Earth Hour Community Gathering

In 2013, individuals, business and institutions in more than 7000 cities and towns across 152 countries & territories participated in the global initiative Earth Hour - turning off lights on landmarks and homes in former war-torn countries to the great cities of Europe, and going beyond the hour to bring attention to resource use. This year in Lethbridge, the Galt Museum & Archives is partnering with the University of Lethbridge Environmental Sciences Club to create a free community gathering for Earth Hour on Saturday, March 29 from 7:30 – 9:30 pm.

“The Environmental Sciences Club at the University of Lethbridge expressed an interest in helping to put on a community Earth Hour happening,” says Anine Vonkeman, Marketing/Communications Officer for the Galt and a member of its Green Team, “and approached us with some great ideas.”

Volunteers from the club and the Galt will welcome people indoors at 7:30 pm where family-friendly activities will focus on sustainability. At 8:15 pm everyone will move outside for a count-down to lights off at 8:30 pm – the global start time of Earth Hour.

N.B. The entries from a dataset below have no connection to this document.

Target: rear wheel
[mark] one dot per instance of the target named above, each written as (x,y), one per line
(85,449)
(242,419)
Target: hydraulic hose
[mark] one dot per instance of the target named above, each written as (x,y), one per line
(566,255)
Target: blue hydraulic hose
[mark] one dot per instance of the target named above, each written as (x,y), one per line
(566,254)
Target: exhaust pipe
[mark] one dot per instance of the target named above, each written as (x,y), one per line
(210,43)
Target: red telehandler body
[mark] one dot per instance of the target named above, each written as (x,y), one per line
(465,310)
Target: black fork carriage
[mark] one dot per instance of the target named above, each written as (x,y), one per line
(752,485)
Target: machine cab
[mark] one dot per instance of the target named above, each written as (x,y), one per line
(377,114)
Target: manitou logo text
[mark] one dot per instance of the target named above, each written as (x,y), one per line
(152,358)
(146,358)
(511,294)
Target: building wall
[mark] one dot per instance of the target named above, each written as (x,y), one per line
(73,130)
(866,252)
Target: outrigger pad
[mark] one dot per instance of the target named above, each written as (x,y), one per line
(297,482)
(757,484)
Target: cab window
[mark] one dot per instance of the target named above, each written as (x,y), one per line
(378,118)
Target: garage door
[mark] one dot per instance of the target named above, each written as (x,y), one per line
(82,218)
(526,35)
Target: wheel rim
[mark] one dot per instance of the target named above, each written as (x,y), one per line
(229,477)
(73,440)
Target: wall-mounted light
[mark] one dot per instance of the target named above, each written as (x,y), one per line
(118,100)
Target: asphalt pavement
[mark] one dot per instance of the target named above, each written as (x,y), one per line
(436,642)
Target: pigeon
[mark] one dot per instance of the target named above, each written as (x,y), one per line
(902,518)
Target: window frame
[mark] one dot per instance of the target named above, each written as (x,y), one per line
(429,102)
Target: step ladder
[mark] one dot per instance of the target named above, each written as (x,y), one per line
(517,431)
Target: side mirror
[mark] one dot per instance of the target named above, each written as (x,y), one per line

“Outdoors we will make s’mores – we’ve brought in a giant jar of Nutella for the occasion, have some music, games, hot chocolate and coffee sponsored by Express Coffee and Tea until 9:30 pm,” says Richard Belchamber, a member of the ESC which has received sponsorship support from the U of L Students’ Union for this event. “Participants are encouraged to bring along their own cup, plate or bowl for snacks, and drum or other noisemaker, as well as an optional light-source such as a dynamo or solar flashlight, soy-based or beeswax candles.”

There was a time when global power use had a negligible impact but with an increasing population comes increased demand for natural resources. Earth Hour brings attention to the collective global impact of minimizing resource use that goes beyond turning off lights for an hour. It has evolved from a symbolic action into a continuous movement driving big and small actions.

Earth Hour was started as a lights-off event in Sydney, Australia in 2007 when more than 2.2 million individuals and 2,000 businesses turned their lights out for one hour. Since then it has grown to engage more than 7000 cities and towns worldwide, and the one-hour event continues to remain the key driver of the now larger movement. Earth Hour 2014 will mark the eighth year of the campaign. In Canada, Edmonton has been named National Earth Hour Capital for 2014.

“The Galt has participated in Earth Hour for the past four years and encourages staff, volunteers, and others to participate as well, and to go beyond the hour,” says Vonkeman. “We’d love to see other local organizations and businesses get involved too.”

For Earth Hour the Galt shuts off its lights on the 1910 Galt Hospital façade, as well as all other non-essential lights. The east façade lights are also shut off daily at 1:00 am following facility rentals. Other sustainability initiatives at the Galt include LED lighting in exhibits and other areas, motion activated lighting, using low VOC and recycled materials wherever possible, and a recycling program among others.

Environmental sustainability is one of the five facets of sustainability recently outlined by the Alberta Museums’ Association which have been incorporated into the Galt’s 2015-2025 Strategic Plan.